Le cose però iniziano da subito ad andare in modo diverso da quello pattuito. L'orario di lavoro non è mai dalle 10 alle 16, e anche i giorni diventano più di quelli stabiliti. "Vuoi perché c'era qualcuno in ferie, vuoi perché c'era qualcuno malato, sin da subito ho iniziato a lavorare dalle 10 del mattino alle 22 di sera. Facevo i doppi turni come responsabile di sala, sei giorni su sette, anche se avevo specificato che sarei stata disponibile solo per il turno del pranzo. Lavoravo 50 ore a settimana, sempre senza un lamento e con la massima disponibilità. Ho pensato che era un periodo difficile e mi sono adattata".

A Sara però, non viene nemmeno fatto un contratto. "Il proprietario del ristorante mi ha detto che la pandemia lo aveva lasciato in ginocchio e aveva ancora diversi debiti da pagare, ma che presto mi avrebbe messo in regola. Ogni mese rimandava con una scusa, e da marzo siamo arrivati a dicembre. Non ho mai avuto ferie in questo periodo, né malattie pagate. Sono stata male solo due giorni, con il terrore che non sarei riuscita a pagare le bollette alla fine del mese. Per settimane ho lavorato con gli strascichi di un'influenza perché altrimenti non sarei stata pagata. Non è normale".

Il matrimonio dell'amica di Sara era programmato da tempo, e lei aveva già avvertito il ristorante che quel giorno non sarebbe andata al lavoro. "Mi avevano detto che non c'era problema, ed ero tranquilla. Domenica ho mandato un messaggio al proprietario con i turni per la settimana successiva, ricordandogli che sabato dieci dicembre non ci sarei stata. Mi ha risposto che o andavo a lavorare o non mi sarei dovuta presentare mai più".

Stupita della risposta del proprietario, Sara ha tentato una riconciliazione. "Gli ho detto che non mi meritavo un trattamento simile dopo tutto quello che avevo fatto per il ristorante. Speravo potessimo trovare un accordo, e invece mi ha minacciata dicendo che se non avessi rinunciato al matrimonio non avrei più lavorato lì".

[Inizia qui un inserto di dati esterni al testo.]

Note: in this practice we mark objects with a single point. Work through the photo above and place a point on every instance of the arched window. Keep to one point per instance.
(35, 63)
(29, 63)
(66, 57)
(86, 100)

Adesso Sara è senza un lavoro. Dato che il gestore del ristorante non le ha mai fatto un contratto, non può nemmeno chiedere la disoccupazione. "Mi ha lasciata per strada senza pensarci troppo nel periodo di Natale, a pochi giorni dal mio compleanno. Sa perfettamente che sono disperata, ho una situazione economica difficile e mia madre a carico, non posso permettermi di non lavorare. Ma stavolta ho deciso di dire no: meglio sotto a un ponte che cedere a un ricatto del genere. E spero che anche altri ragazzi comincino a rifiutare queste condizioni disumane, che nel mondo della ristorazione sono purtroppo frequenti".